As you work this week, experiment and practice with detail; it will become your strongest tool in bringing elements of fiction to life. Questions posed to writers help us to leave our non-writing lives behind. We start with what if and then have to get down to brass tacks. Let details be what brings you to the heart of your writing.
How to describe the place around the action? I am working on a scene in the front yard of a house near the woods. I know what the road running by the yard looks like, the exact green of the woods, and that the house’s big front door is not only heavy but painted black.

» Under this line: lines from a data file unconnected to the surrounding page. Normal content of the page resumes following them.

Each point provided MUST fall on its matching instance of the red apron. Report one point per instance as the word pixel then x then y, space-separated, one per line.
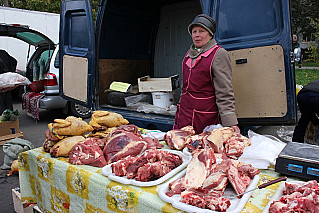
pixel 198 106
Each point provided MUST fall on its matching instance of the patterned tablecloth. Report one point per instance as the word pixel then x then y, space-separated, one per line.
pixel 58 186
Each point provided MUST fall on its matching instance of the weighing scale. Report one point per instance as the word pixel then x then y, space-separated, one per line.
pixel 300 160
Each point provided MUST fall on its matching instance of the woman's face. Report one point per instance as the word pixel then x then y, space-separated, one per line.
pixel 200 36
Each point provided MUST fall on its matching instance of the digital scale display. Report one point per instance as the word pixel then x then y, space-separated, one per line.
pixel 312 171
pixel 295 168
pixel 298 168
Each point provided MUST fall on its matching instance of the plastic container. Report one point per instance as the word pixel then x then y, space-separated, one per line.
pixel 163 99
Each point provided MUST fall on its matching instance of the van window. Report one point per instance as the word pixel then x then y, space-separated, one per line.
pixel 56 60
pixel 263 21
pixel 76 29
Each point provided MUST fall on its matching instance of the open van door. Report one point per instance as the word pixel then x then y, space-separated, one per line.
pixel 257 35
pixel 77 52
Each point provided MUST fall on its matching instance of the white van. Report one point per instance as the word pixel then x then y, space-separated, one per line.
pixel 43 66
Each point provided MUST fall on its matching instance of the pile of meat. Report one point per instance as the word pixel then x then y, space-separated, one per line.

Is it true that clothes make the man? My glamorous sister proves the answer is yes even in her comfy PJs (they have a distinct insouciance to them). Even I, in my decades old skirt from the GAP, answer in the affirmative. So, as you get your mind into your manuscript, ask yourself, who wears what? How do they feel about it? There is a reason I read Lisa Kleypas’ descriptions of clothes more avidly than her sex scenes. The dresses, with their underskirts, flounces, bodices, and lace cuffs, show me more about romance than the throbbing does.
Details about Food. I remember how in City Hall (a movie written by Nora Ephron’s husband) Bridget Fonda’s character ordered a burger and a coke. And, I was like, there is no way that Fonda drinks coke (or eats a burger). Compare Fonda’s meal to the special orders Meg Ryan has in Ephron’s When Harry Met Sally. Or look no further than Louise Penny’s mystery novels. They don’t simply reveal who murdered whom, they lovingly linger over meals with warm bread, butter, and rich coffee. Food matters, so don’t gloss over it.
What 3 things would your characters leave in a fire? For me, it would be the junk drawer, the flameless candles I bought on impulse, and the postcards I’ve saved over the years.
The poem for week two is Hurry by Marie Howe. Howe reminds us of how little is needed to build a narrative, but also how much a story can break your heart.